What is the general solution for the differential equation? #(dy)/(dx) = (3x^2 + 3cosx + 4e^3x)(y^2 + 4)#

1 Answer
Truong-Son N.
Jun 14, 2017

#y_g = 2tan(2x^3 + 6sinx + 4e^3x^2 + D)#

#npi + pi/2 < 2x^3 + 6sinx + 4e^3x^2 + D < npi + (3pi)/2#,

#n in ZZ#

For example, if #D = 1#, then the graph looks like this:

Move your #x# terms to one side and #y# terms to the other.

#1/(y^2 + 4)dy = (3x^2 + 3cosx + 4e^3x)dx#

Integrate to get:

#int 1/(y^2 + 4)dy = int (3x^2 + 3cosx + 4e^3x)dx#

#1/4 int 1/((y/2)^2 + 1)dy = int (3x^2 + 3cosx + 4e^3x)dx#

#1/2 arctan(y/2) = x^3 + 3sinx + 2e^3x^2 + C#

Solving for #y# multiply by #2#, take the #tan# of both sides, and multiply by #2# again.

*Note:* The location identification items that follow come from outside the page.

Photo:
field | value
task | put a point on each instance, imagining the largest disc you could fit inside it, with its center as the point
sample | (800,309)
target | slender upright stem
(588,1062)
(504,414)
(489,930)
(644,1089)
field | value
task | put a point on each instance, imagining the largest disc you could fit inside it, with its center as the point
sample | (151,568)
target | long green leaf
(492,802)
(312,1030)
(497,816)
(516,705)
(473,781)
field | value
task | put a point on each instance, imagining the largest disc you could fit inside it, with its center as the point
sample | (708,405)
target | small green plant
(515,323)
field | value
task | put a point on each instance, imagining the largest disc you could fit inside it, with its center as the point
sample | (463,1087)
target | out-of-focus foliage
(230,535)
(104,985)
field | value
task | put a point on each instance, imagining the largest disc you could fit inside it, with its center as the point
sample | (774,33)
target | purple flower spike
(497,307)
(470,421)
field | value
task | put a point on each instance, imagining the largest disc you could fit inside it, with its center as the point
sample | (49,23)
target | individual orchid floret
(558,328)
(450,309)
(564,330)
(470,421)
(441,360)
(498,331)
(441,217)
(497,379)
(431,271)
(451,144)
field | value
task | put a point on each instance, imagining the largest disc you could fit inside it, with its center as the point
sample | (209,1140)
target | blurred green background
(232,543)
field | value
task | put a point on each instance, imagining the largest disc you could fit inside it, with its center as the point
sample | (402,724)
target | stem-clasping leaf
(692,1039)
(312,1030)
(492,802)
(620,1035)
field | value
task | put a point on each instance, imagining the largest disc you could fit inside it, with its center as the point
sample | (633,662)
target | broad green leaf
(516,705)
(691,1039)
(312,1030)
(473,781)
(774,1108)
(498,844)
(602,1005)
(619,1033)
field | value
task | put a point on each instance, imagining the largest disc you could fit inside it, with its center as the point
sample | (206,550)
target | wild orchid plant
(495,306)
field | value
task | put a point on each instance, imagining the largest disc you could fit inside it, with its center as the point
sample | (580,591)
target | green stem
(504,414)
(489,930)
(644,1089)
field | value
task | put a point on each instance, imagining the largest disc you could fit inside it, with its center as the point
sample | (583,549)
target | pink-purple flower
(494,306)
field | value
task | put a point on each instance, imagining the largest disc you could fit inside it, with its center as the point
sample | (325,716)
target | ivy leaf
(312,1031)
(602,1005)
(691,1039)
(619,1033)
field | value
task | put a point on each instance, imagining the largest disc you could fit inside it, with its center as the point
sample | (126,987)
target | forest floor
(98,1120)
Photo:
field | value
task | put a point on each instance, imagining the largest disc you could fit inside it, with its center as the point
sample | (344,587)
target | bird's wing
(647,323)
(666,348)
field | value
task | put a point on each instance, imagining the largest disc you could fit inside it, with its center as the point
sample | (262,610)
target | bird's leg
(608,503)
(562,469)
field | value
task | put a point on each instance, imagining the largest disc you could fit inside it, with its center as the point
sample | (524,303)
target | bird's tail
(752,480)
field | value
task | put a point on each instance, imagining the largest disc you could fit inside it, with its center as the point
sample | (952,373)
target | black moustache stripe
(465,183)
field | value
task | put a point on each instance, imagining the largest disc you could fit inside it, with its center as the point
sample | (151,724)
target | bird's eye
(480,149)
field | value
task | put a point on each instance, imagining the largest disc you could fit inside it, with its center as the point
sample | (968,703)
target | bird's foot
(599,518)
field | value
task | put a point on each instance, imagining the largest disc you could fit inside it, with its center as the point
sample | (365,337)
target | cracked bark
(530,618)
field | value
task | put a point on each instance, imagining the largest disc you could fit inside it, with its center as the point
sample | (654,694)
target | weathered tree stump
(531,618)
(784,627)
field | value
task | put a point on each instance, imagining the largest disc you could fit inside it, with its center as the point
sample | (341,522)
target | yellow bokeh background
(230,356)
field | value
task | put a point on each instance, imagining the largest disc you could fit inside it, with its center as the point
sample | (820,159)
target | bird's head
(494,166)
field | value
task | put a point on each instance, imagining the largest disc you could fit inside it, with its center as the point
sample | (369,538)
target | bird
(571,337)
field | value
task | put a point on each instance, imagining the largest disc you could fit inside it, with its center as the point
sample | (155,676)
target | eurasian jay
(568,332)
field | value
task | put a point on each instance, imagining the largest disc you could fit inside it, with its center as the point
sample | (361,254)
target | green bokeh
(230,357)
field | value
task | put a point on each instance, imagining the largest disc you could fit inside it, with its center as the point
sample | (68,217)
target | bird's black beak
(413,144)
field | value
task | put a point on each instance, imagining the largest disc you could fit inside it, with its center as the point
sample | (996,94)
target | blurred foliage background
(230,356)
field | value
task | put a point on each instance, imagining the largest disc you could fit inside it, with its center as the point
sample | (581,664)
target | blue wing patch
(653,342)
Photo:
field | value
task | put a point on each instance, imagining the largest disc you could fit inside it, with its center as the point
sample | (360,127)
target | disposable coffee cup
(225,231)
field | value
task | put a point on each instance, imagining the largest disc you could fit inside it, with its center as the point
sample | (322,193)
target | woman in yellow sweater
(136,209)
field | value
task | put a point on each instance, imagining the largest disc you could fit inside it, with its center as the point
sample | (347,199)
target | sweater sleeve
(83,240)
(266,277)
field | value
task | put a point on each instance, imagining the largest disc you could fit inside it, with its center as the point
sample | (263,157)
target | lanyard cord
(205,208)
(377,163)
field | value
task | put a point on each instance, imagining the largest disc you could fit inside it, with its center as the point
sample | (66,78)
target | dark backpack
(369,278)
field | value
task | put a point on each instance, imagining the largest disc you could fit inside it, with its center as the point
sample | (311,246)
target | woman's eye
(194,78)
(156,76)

We get a (very ugly) general solution of:

#color(blue)(y_g = 2tan(2x^3 + 6sinx + 4e^3x^2 + D))#,

#npi + pi/2 < 2x^3 + 6sinx + 4e^3x^2 + D < npi + (3pi)/2#,

#n in ZZ#,

where #D = 2C# is a new arbitrary constant.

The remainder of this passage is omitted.